I’m not saying that God’s plan doesn’t hurt. I’m not saying it’s easy or even pleasant all of the time. But His plan always, always, always includes the spread of His glory.

It’s easy for me to see how God is glorified in Tim’s story, with the loss of his computer and the loss of his daughter. But it’s a lot harder to see how God is glorified in my own life, specifically in my singleness.

I know that God is worthy of all worship and praise, and He will be glorified no matter what. So I get into funks sometimes where I think,

“God, if you would just listen to me and give me what I want, You would be so much more glorified.”

“Sure, I know I’m ministering to single people through this blog or whatever, but think of how much more effective for the Gospel I could be if you gave me a husband to serve beside!”

“I would be living out the story of Christ and His church if you gave me a husband – so what are you waiting for?”

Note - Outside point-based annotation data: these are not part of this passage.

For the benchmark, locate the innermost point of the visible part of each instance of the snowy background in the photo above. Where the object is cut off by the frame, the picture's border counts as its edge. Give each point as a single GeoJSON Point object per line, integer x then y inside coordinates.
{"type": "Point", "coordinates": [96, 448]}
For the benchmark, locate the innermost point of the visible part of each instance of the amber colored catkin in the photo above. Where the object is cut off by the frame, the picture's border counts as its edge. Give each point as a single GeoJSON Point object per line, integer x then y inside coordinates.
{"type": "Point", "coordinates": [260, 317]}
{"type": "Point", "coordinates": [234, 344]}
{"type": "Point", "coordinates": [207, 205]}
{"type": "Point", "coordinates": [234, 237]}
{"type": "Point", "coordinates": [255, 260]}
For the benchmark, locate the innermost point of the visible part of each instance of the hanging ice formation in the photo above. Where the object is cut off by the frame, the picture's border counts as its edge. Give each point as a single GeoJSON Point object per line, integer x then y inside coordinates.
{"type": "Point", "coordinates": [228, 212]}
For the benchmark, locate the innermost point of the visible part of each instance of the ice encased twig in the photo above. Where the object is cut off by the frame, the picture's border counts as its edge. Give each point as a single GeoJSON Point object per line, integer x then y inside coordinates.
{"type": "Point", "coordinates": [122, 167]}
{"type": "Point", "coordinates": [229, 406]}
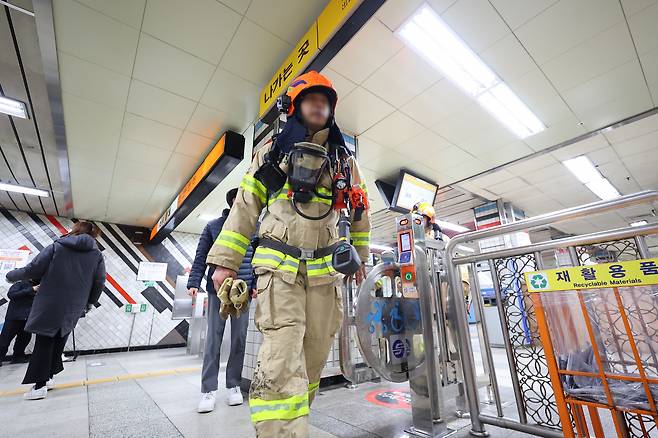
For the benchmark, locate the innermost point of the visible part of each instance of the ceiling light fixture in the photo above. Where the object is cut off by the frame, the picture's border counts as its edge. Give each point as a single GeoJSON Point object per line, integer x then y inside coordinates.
{"type": "Point", "coordinates": [583, 169]}
{"type": "Point", "coordinates": [24, 190]}
{"type": "Point", "coordinates": [13, 107]}
{"type": "Point", "coordinates": [452, 227]}
{"type": "Point", "coordinates": [427, 34]}
{"type": "Point", "coordinates": [465, 248]}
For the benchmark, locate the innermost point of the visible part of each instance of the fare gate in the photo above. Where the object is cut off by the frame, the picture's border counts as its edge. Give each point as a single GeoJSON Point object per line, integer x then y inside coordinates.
{"type": "Point", "coordinates": [397, 310]}
{"type": "Point", "coordinates": [405, 311]}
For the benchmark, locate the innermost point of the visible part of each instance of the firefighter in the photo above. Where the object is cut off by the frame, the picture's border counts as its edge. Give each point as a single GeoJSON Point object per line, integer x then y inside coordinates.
{"type": "Point", "coordinates": [299, 183]}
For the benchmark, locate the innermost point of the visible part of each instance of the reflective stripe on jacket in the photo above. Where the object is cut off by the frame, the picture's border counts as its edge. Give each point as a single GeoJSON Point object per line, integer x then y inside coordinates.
{"type": "Point", "coordinates": [280, 222]}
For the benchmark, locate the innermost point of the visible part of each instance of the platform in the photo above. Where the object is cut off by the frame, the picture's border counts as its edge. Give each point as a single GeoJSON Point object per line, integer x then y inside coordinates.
{"type": "Point", "coordinates": [155, 393]}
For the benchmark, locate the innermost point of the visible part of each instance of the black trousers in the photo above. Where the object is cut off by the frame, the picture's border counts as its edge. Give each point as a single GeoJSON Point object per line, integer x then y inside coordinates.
{"type": "Point", "coordinates": [46, 359]}
{"type": "Point", "coordinates": [11, 329]}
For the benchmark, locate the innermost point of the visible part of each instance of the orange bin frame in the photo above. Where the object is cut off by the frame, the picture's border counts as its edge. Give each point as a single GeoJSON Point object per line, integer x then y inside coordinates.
{"type": "Point", "coordinates": [566, 403]}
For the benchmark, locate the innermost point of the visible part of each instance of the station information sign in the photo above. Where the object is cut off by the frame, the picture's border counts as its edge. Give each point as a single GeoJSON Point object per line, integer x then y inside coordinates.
{"type": "Point", "coordinates": [316, 37]}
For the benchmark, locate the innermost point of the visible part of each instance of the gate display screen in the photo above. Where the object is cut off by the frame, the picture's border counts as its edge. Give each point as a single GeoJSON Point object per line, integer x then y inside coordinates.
{"type": "Point", "coordinates": [405, 242]}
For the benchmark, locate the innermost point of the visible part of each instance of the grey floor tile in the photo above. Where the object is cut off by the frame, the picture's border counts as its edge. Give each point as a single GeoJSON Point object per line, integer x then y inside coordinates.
{"type": "Point", "coordinates": [211, 426]}
{"type": "Point", "coordinates": [161, 428]}
{"type": "Point", "coordinates": [337, 428]}
{"type": "Point", "coordinates": [52, 428]}
{"type": "Point", "coordinates": [140, 404]}
{"type": "Point", "coordinates": [114, 391]}
{"type": "Point", "coordinates": [314, 432]}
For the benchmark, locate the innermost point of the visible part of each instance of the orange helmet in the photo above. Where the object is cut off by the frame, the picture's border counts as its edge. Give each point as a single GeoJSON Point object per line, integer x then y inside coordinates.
{"type": "Point", "coordinates": [311, 81]}
{"type": "Point", "coordinates": [425, 209]}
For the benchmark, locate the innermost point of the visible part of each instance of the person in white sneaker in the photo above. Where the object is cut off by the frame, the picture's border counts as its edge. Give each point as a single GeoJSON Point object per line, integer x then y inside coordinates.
{"type": "Point", "coordinates": [71, 275]}
{"type": "Point", "coordinates": [216, 324]}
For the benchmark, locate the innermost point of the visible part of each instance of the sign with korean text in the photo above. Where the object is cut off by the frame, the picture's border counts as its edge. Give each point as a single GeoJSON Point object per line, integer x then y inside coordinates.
{"type": "Point", "coordinates": [605, 275]}
{"type": "Point", "coordinates": [321, 31]}
{"type": "Point", "coordinates": [12, 259]}
{"type": "Point", "coordinates": [295, 63]}
{"type": "Point", "coordinates": [333, 17]}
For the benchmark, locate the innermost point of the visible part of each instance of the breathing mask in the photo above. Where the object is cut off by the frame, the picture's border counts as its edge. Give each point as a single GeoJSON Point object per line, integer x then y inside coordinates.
{"type": "Point", "coordinates": [306, 163]}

I sometimes forget that God is more interested in glorifying Himself than He is about giving me what I want. It was really hard, actually, for me to conclude that if God needed me to be married in order for Himself to be glorified, then I would be married.

So I must somehow be glorifying Him now by not being married. Somehow, in ways He only knows, I’m serving the purposes of the kingdom of God better right now by being a single woman with a roommate and a career, than I would by being a married woman with a husband and kids.

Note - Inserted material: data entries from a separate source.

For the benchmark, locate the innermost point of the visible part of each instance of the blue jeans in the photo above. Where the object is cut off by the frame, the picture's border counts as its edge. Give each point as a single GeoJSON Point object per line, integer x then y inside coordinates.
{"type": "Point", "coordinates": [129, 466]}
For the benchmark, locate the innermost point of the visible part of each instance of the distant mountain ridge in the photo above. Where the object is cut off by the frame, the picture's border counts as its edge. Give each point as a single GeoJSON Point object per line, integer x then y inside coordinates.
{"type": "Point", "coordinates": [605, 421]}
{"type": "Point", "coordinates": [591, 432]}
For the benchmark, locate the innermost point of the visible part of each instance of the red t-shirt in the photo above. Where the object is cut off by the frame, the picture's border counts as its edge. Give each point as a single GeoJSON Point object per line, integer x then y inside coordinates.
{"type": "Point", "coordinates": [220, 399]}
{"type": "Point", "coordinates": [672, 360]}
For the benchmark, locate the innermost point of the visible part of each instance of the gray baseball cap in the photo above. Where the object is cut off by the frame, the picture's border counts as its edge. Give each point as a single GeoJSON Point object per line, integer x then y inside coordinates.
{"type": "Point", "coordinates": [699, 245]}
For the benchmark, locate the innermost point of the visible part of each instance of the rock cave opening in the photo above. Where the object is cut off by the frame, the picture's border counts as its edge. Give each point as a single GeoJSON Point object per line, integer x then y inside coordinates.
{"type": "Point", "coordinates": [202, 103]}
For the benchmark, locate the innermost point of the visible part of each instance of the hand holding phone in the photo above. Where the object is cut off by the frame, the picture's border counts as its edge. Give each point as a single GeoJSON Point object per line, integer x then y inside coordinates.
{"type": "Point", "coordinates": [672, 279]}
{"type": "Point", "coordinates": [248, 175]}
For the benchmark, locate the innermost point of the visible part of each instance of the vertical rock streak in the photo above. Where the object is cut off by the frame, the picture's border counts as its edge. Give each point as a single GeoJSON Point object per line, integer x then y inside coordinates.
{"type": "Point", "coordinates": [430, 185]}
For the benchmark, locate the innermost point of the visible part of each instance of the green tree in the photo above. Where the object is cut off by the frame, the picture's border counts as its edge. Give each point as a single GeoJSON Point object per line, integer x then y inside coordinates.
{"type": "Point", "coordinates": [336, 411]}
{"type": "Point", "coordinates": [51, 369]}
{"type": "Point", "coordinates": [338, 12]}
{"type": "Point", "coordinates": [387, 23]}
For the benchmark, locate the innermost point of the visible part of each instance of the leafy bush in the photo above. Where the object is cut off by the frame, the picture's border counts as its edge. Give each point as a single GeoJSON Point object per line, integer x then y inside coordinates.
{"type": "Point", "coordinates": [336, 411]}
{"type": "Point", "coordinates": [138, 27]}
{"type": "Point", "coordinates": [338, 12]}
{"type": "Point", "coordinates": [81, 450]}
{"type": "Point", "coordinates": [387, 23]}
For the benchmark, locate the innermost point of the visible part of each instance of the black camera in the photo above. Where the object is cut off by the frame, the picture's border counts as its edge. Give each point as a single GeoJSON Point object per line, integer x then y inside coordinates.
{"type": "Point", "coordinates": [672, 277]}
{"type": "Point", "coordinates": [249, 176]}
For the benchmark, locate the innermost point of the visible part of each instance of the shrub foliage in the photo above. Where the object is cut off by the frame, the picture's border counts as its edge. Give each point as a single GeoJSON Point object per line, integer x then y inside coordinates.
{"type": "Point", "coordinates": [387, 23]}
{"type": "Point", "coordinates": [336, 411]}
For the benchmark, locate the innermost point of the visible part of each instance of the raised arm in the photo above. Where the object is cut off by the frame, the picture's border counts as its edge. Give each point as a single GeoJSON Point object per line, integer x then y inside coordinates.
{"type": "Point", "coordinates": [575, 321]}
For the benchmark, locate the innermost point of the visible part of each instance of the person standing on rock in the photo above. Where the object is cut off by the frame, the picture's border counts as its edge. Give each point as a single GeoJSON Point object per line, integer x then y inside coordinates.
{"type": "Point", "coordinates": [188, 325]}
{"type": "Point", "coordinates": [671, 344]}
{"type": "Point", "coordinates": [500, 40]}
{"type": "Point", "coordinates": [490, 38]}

I don’t…I don’t want to think that, you know? I want to think that God is maybe wrong this time – that one day, He’ll realize His mistake and be like, “Oh yeah, sorry, I need to work on getting you that husband now. I’ll get back to you in a couple of months when he’s finished.”

I don’t want to think that my desires are like Mary Magdalene’s – good as far as I can tell, but the worst thing ever as far as God can tell.

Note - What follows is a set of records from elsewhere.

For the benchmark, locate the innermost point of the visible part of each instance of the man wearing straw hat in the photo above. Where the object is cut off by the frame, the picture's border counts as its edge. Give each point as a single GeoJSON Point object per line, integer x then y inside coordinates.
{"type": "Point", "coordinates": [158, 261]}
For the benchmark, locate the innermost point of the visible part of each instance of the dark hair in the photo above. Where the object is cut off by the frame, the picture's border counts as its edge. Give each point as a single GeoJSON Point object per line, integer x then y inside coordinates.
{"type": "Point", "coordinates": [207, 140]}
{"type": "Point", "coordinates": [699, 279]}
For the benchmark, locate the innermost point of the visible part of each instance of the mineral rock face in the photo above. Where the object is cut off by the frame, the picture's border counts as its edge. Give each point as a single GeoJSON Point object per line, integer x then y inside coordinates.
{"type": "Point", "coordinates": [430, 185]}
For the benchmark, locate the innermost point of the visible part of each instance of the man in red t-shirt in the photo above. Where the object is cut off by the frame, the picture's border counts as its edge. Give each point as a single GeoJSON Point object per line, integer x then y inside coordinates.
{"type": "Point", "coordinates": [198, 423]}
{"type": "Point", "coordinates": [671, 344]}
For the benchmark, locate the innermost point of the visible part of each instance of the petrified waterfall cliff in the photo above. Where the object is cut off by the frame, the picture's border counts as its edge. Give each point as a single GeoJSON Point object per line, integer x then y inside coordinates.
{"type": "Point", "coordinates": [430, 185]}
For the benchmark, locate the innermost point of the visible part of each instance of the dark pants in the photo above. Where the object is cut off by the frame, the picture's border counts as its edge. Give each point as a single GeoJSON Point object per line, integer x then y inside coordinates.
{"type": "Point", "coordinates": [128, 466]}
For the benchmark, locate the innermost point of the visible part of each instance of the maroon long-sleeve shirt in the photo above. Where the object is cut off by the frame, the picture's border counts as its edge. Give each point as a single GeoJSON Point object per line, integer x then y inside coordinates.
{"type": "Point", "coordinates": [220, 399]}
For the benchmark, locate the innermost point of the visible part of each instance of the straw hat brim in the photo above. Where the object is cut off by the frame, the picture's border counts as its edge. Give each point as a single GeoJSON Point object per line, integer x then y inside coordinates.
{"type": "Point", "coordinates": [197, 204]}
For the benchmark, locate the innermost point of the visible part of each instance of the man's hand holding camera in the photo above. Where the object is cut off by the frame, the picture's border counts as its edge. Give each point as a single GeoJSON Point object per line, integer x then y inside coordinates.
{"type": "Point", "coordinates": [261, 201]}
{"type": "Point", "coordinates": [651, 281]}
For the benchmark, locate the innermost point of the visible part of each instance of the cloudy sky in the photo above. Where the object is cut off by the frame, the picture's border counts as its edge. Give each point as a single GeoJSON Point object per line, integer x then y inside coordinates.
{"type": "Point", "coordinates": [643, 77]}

While it’s not nice to think of God taking away (or denying) the things that we want to use to bring him glory, it’s really quite nice to think that God had plans to turn our losses (like computers) into gains and our lost dreams (like marriage and children) into something more wonderful/beautiful than we can imagine.

I pray that I’ll know and trust God so well that when I hear His voice, I will worship at His feet instead of arguing about where His dead bones are.